Es braucht Oma und Opa

Warum es eine Gnade ist, Großeltern zu haben

Am ersten Weihnachtstag kamen die einen Großeltern, am zweiten die anderen. So war das bei uns in der Familie. Aus einer anfänglichen Gewohnheit wurde es  im Laufe der Jahre zu einer geliebten Tradition. Und an Tradi­tionen sind die Weihnachtstage bekanntlich so  reich wie keine andere Zeit im Jahr. Das blieb selbst dann so, als es für unsere Großeltern zunehmend schwieriger wurde, die jeweiligen Reisen auf sich zu nehmen. Aber sie kamen. Als einer unserer Opas recht früh gestorben war, kam die Oma allein. Verlässlich. Und wir Enkel freuten uns. Auch als wir schon fast erwachsen waren.

Unsere Großeltern waren kostbar für mein Leben. Und sie sind es bis heute, die einen wie die anderen. Obwohl – oder gerade, weil? – sie kaum unterschiedlicher hätten sein können. Schon früh habe ich begriffen, wie sehr die Erfahrungen, die ein Mensch macht, sein Leben und sein Wesen prägen. Die Eltern meines Vaters stammten aus Litauen und aus dem damals ostpreußischen Königsberg, dem heutigen Kaliningrad, das zu Russland gehört. Während mein Opa im Zweiten Weltkrieg bei der Marine war, machte sich meine Oma im Januar 1945 mit ihren beiden jüngeren Söhnen von Königsberg aus auf die Flucht. Der älteste Sohn war als 17-Jähriger an die Front geschickt worden und kam nie wieder. Meine Oma hat diesen Verlust nie verwunden. Die Flucht war elend, eine Zeit jämmerlichen Frierens und quälenden Hungers, eine Zeit voller Läuse und Flöhe und Todeserfahrungen. Die Flucht dauerte lang, nach zwei Jahren Internierungslager in Dänemark schließlich die Ankunft bei Verwandten in Hanau. Gott sei Dank kam auch  der Opa unversehrt dorthin. Als Stempel blieb der Familie: „Flüchtlinge aus  dem Osten“. Diesen Stempel wurden sie gefühlt nie wieder los.

Geschichten liefen mit

Die Eltern meiner Mutter stammten beide aus Fabrikantenfamilien, die seit Generationen in einer kleinen südwestfälischen Stadt lebten. Der großväterliche Betrieb mit etlichen Angestellten konnte im Zweiten Weltkrieg kaum weiterlaufen, alle arbeitsfähigen Männer – auch mein Opa – mussten an die Front. Der Alltag zu Hause wurde währenddessen von den Frauen gemeistert. Meine Oma bekam im Krieg ihr drittes Kind; sie sorgte für das stattliche Haus, in dem die Familie lebte. Die Soldaten, die für kürzere oder längere Zeit dort ein­quartiert waren, hinterließen ihre Spuren. Gute Spuren – und auch schlimme. Auch hier kam der Opa äußerlich heil aus dem Krieg zurück. Aber seine Seele hatte Schaden genommen – und nachdem meine Oma über Jahre alles allein geregelt hatte, wurde in der Beziehung der beiden nichts mehr wie zuvor. 
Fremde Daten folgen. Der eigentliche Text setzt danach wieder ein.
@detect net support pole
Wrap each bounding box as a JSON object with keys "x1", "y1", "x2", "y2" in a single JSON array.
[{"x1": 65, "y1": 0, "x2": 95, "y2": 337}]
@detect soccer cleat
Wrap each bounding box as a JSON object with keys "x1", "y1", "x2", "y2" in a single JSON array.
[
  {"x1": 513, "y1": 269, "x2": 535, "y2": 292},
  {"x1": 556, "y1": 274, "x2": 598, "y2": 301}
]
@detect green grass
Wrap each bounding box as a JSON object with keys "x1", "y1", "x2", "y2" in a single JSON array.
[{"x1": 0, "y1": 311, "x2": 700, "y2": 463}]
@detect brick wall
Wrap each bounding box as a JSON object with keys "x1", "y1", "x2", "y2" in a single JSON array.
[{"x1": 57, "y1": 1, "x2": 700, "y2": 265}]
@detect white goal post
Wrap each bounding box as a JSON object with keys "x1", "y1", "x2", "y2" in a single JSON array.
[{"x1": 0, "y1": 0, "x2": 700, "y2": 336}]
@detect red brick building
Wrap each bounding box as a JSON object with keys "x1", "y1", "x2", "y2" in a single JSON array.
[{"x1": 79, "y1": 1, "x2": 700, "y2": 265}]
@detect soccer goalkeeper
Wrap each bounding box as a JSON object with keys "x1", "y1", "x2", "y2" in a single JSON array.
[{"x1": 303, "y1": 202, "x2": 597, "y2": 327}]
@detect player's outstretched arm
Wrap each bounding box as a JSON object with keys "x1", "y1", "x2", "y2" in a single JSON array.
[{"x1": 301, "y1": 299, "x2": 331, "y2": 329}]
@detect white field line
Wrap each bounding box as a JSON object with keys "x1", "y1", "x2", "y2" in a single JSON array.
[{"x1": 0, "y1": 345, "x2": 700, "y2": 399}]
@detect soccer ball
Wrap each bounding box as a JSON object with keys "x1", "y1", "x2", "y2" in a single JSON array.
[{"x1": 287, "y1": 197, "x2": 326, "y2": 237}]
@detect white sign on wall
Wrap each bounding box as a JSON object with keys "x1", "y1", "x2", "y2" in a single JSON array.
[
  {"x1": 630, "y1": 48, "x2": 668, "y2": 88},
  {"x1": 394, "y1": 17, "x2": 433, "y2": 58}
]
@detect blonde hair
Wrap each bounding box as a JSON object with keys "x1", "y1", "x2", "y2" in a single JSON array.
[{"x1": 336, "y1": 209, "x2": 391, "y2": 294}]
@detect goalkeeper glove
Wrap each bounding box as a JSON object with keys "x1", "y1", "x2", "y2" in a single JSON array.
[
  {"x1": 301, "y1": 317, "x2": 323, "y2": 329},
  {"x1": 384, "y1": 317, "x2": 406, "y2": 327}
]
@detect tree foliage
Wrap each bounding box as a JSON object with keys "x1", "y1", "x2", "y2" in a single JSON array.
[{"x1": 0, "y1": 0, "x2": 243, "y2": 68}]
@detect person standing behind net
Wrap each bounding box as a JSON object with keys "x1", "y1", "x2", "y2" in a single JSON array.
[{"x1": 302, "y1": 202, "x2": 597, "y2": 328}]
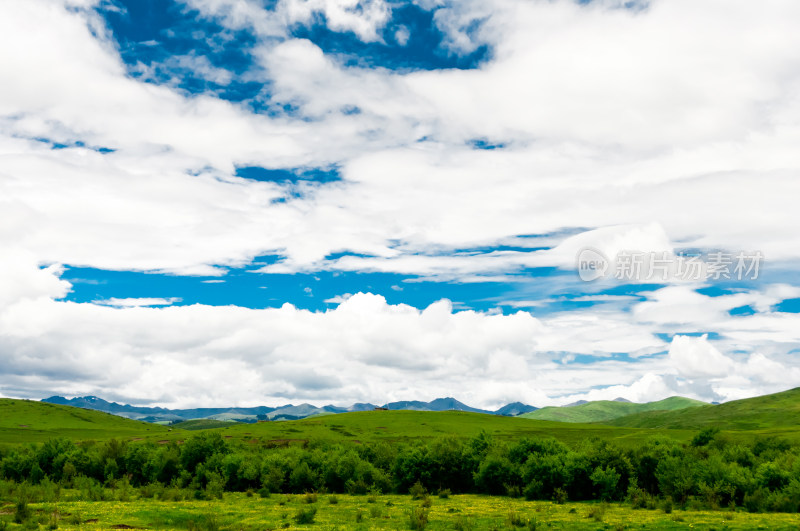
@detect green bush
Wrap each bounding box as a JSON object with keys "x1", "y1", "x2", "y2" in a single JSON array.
[
  {"x1": 408, "y1": 507, "x2": 429, "y2": 531},
  {"x1": 294, "y1": 506, "x2": 317, "y2": 524}
]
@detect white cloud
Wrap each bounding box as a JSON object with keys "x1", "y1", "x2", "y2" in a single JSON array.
[
  {"x1": 92, "y1": 297, "x2": 182, "y2": 308},
  {"x1": 277, "y1": 0, "x2": 391, "y2": 42},
  {"x1": 669, "y1": 335, "x2": 734, "y2": 379}
]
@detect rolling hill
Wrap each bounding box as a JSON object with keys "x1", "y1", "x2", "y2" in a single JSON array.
[
  {"x1": 0, "y1": 398, "x2": 177, "y2": 444},
  {"x1": 521, "y1": 396, "x2": 708, "y2": 422},
  {"x1": 604, "y1": 387, "x2": 800, "y2": 430}
]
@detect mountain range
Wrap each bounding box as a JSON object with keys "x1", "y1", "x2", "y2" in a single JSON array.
[
  {"x1": 42, "y1": 396, "x2": 537, "y2": 424},
  {"x1": 42, "y1": 396, "x2": 708, "y2": 426}
]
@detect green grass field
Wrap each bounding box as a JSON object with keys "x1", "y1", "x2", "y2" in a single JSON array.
[
  {"x1": 520, "y1": 396, "x2": 708, "y2": 422},
  {"x1": 0, "y1": 398, "x2": 177, "y2": 444},
  {"x1": 172, "y1": 419, "x2": 232, "y2": 430},
  {"x1": 0, "y1": 491, "x2": 800, "y2": 531}
]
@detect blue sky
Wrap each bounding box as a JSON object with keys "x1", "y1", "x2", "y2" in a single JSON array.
[{"x1": 0, "y1": 0, "x2": 800, "y2": 407}]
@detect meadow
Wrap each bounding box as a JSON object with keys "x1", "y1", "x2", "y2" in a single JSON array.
[
  {"x1": 0, "y1": 390, "x2": 800, "y2": 531},
  {"x1": 0, "y1": 490, "x2": 800, "y2": 531}
]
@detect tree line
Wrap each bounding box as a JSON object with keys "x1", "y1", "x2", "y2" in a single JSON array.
[{"x1": 0, "y1": 429, "x2": 800, "y2": 512}]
Es waren unsere Omas, die erzählten. Gott sei Dank haben sie erzählt. Und wenn die Großeltern dann kamen – am ersten Weihnachtstag die einen, am zweiten Weihnachtstag die anderen –, und wenn ich dann staunte über ihre Unterschiedlichkeit, liefen ihre Geschichten mit. Gott gebe, dass da immer Großeltern sind, die ihren Enkeln erzählen – in Israel und in Palästina, in der Ukraine und in Russland, im Sudan und in Afghanistan. Und dass da immer Enkel sind, die zuhören und sich niemals abfinden mit Krieg und Flucht und Unrecht. Solange bleibt die Hoffnung wach.